= Freedom Band of Los Angeles =

The mission of the Freedom Band of Los Angeles is to bring together the diverse communities of Southern California (including lesbian, gay, bisexual, transgender and straight) through education, rehearsal and performance of music and other performing arts. It is second musical organization of its kind in the world to be founded.

== History ==
Founded in 1978 to lead the annual Gay Pride Parade, the Great American Yankee Freedom Band of Los Angeles is an adult community marching band made up solely of volunteers. The group has performed locally as well as nationally and internationally in concert, at street fairs, and community service organization functions. In the past, the band has appeared in nearly every Southland Parade.

In the early days of the band's history the gay pride movement was just beginning. There few gay events around the Southland, so the band increased the visibility of the gay community by performing in non-LGBTQ-related parades. The focus of the band at that time was primarily as a marching unit. The use of the words "Great American Yankee" allowed the group to sneak into these parades by disguising the word "GAY". Longtime members remember the surprised faces of parade watchers when the bass drum with band's logo passed by, and the realization sank in of what the acronym for the band name meant.

As the gay community became more visible, more and more gay events were planned. This created more opportunities for the band and membership grew. The band reached its peak in membership during 1991 around the time when the Los Angeles Gay Freedom Band was invited to play for President Bill Clinton's first inauguration.

During the 1990s the band lost many members. Some were lost in the AIDS epidemic, others to busy lifestyles or changes in the community. Membership dwindled, but the band stayed alive through the dedication of committed members. The millennium has brought a renewed spirit to the band. A busy performance schedule has brought new and old members to rehearsals once again.

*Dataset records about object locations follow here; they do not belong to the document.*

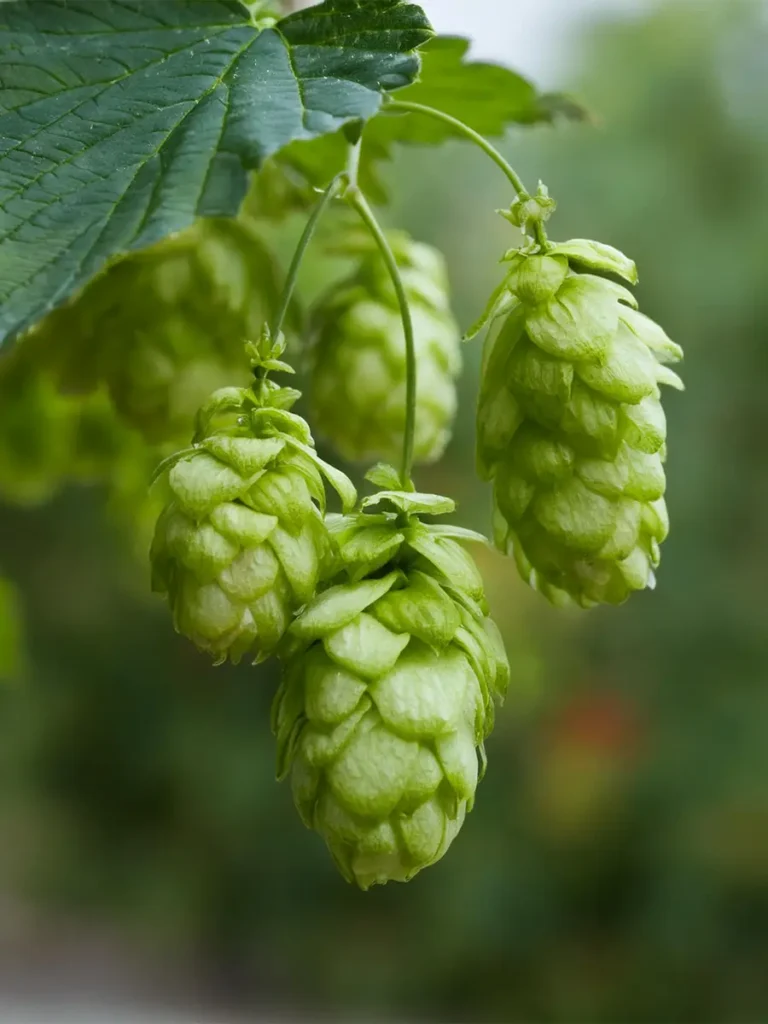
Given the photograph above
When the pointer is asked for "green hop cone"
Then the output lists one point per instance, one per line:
(242, 542)
(388, 692)
(570, 424)
(357, 397)
(163, 328)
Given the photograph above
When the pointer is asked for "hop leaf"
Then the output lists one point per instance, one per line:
(242, 543)
(165, 327)
(570, 426)
(357, 397)
(387, 695)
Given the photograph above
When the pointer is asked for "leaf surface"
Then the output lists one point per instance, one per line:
(120, 122)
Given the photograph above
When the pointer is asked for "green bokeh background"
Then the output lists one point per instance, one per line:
(615, 867)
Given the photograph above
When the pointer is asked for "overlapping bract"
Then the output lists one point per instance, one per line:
(357, 397)
(242, 542)
(163, 328)
(388, 694)
(570, 425)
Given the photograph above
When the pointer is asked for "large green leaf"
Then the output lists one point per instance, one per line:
(487, 97)
(120, 122)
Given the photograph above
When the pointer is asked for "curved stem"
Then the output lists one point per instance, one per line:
(358, 201)
(353, 163)
(333, 189)
(401, 104)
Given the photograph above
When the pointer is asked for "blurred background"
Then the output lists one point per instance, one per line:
(615, 866)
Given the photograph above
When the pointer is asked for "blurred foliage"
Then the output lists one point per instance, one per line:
(10, 633)
(615, 867)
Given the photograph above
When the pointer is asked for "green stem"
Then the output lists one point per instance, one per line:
(514, 177)
(358, 201)
(333, 189)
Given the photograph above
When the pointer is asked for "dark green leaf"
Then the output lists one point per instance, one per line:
(122, 122)
(485, 96)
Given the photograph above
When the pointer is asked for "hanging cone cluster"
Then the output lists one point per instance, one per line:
(570, 424)
(163, 328)
(242, 543)
(388, 692)
(357, 397)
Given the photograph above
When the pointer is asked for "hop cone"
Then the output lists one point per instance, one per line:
(388, 694)
(357, 397)
(570, 424)
(164, 327)
(241, 544)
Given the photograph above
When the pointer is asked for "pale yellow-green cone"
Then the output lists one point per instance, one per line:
(242, 543)
(164, 327)
(388, 692)
(570, 425)
(357, 395)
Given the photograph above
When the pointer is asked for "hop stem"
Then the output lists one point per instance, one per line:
(333, 189)
(358, 201)
(479, 140)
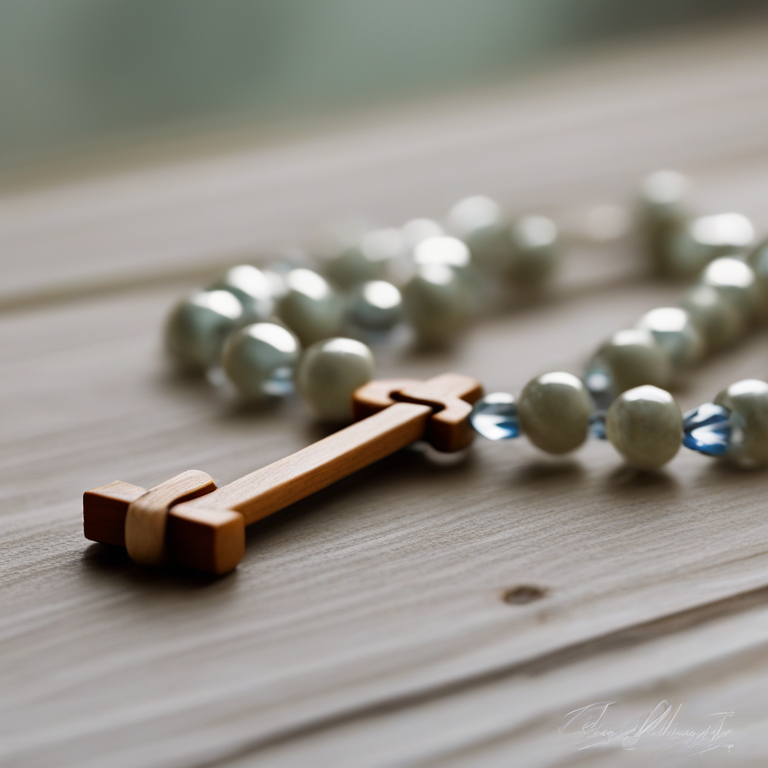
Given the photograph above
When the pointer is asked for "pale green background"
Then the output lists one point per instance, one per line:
(76, 70)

The Freedom Band Foundation of Los Angeles was formed in 2002 as a non-profit corporation to support the instrumental various musical groups associated with the Gay Freedom Band in the Los Angeles area LGBTQ community. The concert band was renamed the Hollywood Wind Ensemble in 2001 to more accurately reflect the nature of the group. With the name change came an expansion of the group's repertoire and professionalism.

Still a volunteer community group, the Wind Ensemble is now a 45 piece symphonic band with a growing reputation and audience. In addition to smaller events such as the annual performance at Disneyland, the group presents two major concerts each year at their new concert "home", Zipper Concert Hall of the Colburn School of Performing Arts. The series includes a fall classics concert and a gala Spring 'pops' concert featuring celebrity guests to raise money for the James M. Berg Scholarship Fund.

In 2003, the Foundation Board sought an appropriate way to commemorate the founding of the Great American Yankee Freedom Band, and the silver anniversary of LGBT music in Los Angeles. The Board decided that they would celebrate the past by investing in the future and created the James M. Berg Scholarship Fund.